El viejo y el mar


I'm currently rereading Hemingway's "The Old Man and the Sea". I've never read anything else by Ernest Hemingway, none of his other titles have jumped out at me. But, I really love this particular fish story. I've decided to make it an annual tradition and to revisit the book about this time each year. It's such a quick and easy read, that it seems perfectly within reason.


The book reminds me a little of my childhood in ways. With only 94 miles of water between Key West and Cuba, many of the natural things a Cuban literary fisherman experiences, you also get to experience fishing and living in south Florida, especially in The Keys. Things like popping man-o-war under your feet along an island beach, the sight of pterodactyl-shapped frigatebirds circling (really really) far above, the jumping of flying fish and ballyhoo scattering before the boat or the swirl of a larger predator fish and catching dolphin along a sargasso weed line (dolphin, the fish, not the porpoise, "mahi mahi" to Hawaiians and restaurants, "dorado" to Santiago, "el viejo").

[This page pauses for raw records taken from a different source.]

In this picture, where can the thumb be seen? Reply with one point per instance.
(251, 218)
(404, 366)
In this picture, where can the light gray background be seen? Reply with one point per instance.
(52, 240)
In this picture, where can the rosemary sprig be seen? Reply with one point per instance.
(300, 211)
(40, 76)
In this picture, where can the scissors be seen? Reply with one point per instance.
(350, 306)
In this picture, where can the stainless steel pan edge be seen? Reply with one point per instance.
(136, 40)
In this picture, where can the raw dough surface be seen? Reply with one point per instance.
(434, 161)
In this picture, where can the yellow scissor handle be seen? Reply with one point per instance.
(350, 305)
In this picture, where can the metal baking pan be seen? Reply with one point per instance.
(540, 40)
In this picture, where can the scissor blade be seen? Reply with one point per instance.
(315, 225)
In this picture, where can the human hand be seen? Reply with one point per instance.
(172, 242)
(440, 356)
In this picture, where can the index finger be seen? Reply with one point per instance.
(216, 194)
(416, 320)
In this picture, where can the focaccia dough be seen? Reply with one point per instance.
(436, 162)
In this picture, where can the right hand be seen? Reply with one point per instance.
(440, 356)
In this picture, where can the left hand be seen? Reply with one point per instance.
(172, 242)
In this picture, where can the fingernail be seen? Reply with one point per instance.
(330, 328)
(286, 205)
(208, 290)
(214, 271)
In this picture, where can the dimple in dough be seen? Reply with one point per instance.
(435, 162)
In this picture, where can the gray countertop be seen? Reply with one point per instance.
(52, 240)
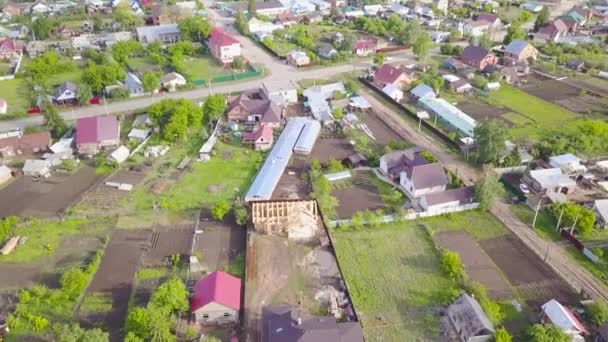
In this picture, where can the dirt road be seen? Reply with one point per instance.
(554, 254)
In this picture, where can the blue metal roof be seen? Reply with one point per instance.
(269, 174)
(307, 139)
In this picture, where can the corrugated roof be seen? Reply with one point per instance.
(448, 112)
(308, 137)
(269, 174)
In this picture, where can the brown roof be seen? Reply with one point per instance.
(462, 195)
(474, 53)
(26, 144)
(387, 74)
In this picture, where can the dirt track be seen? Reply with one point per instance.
(557, 258)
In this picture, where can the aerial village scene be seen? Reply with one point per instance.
(304, 170)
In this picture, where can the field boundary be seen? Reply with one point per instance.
(412, 115)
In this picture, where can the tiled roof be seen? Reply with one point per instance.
(217, 287)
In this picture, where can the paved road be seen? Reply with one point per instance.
(553, 253)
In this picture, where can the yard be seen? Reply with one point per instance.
(395, 290)
(227, 175)
(545, 115)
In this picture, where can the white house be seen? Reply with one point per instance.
(216, 299)
(3, 106)
(120, 154)
(394, 92)
(37, 168)
(281, 92)
(560, 316)
(172, 81)
(568, 163)
(223, 46)
(298, 58)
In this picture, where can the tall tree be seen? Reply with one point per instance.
(194, 28)
(514, 32)
(84, 94)
(542, 19)
(488, 188)
(214, 107)
(53, 121)
(251, 9)
(42, 27)
(422, 45)
(150, 82)
(490, 135)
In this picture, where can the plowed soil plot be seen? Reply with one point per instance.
(527, 272)
(382, 132)
(360, 194)
(120, 261)
(481, 111)
(46, 197)
(166, 242)
(479, 267)
(331, 148)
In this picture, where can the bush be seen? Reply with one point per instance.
(597, 312)
(220, 210)
(452, 265)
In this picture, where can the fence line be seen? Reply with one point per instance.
(410, 216)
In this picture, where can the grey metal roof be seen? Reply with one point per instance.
(422, 90)
(307, 139)
(269, 174)
(516, 46)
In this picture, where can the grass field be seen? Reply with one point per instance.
(150, 273)
(480, 224)
(97, 302)
(43, 239)
(546, 115)
(16, 94)
(394, 289)
(227, 175)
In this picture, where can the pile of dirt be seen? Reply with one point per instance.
(215, 188)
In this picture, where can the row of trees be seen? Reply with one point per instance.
(31, 314)
(156, 321)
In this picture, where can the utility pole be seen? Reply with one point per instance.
(536, 212)
(559, 220)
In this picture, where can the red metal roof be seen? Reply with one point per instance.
(219, 37)
(264, 132)
(217, 287)
(387, 74)
(96, 129)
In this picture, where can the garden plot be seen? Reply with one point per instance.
(357, 194)
(46, 197)
(327, 149)
(478, 265)
(283, 272)
(382, 132)
(115, 274)
(394, 276)
(528, 274)
(220, 244)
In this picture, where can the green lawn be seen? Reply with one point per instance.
(394, 288)
(144, 64)
(204, 67)
(480, 224)
(226, 175)
(97, 302)
(546, 115)
(43, 239)
(16, 93)
(150, 273)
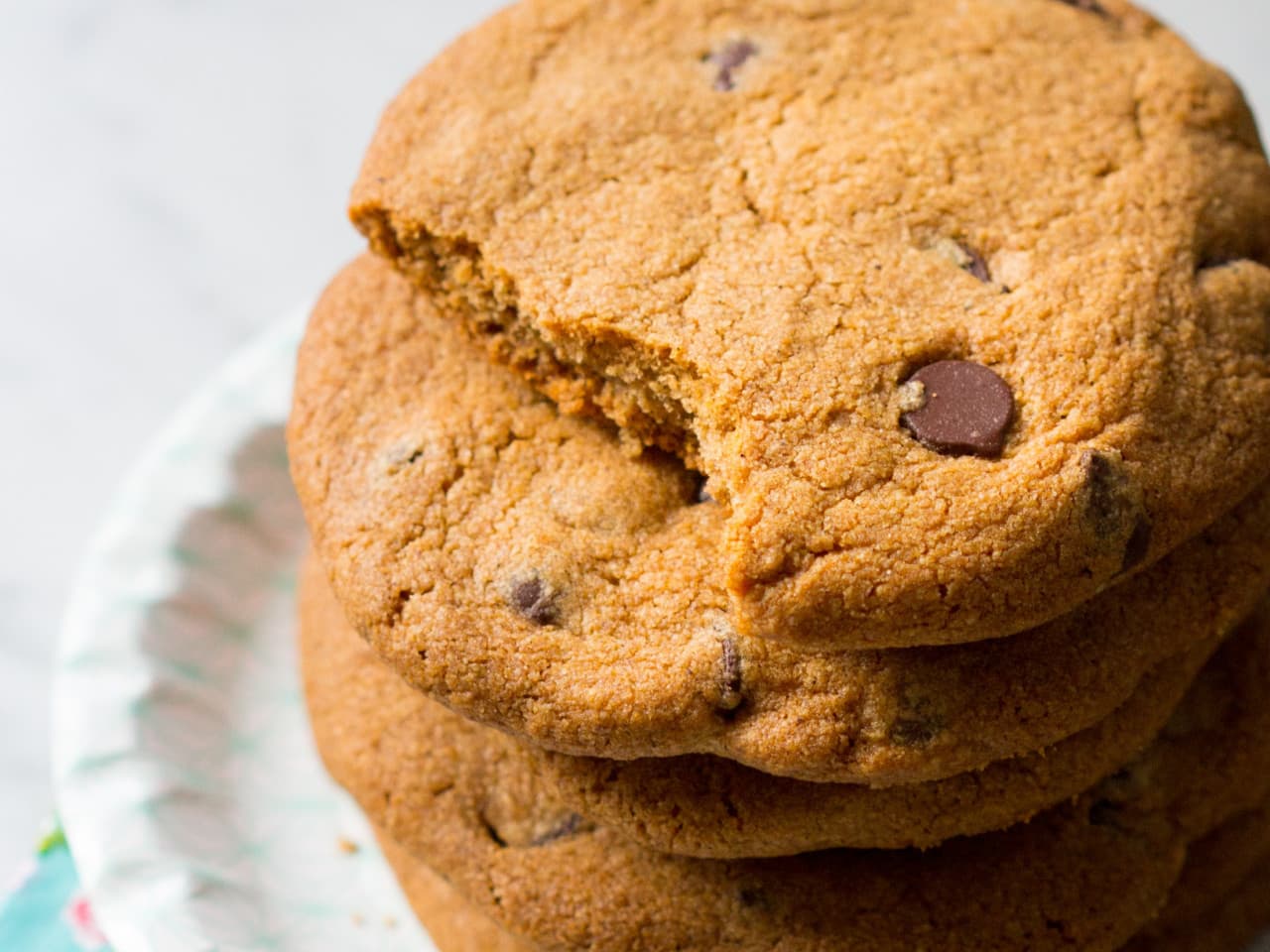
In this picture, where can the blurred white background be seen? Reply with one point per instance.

Having started it just yesterday before work and kicking back with it and an espresso over the past couple of lunch hours (faintly imagining that it's a Cuban coffee I have in hand), I'm a little sad that I'm nearing the end so quickly. In reading the book, I can close my eyes and almost picture the organic scent of salt water, feel the residue left on my skin from spray crashing across the bow of the boat and taste it on my skin when I wipe the coffee from my mouth with the back of my hand.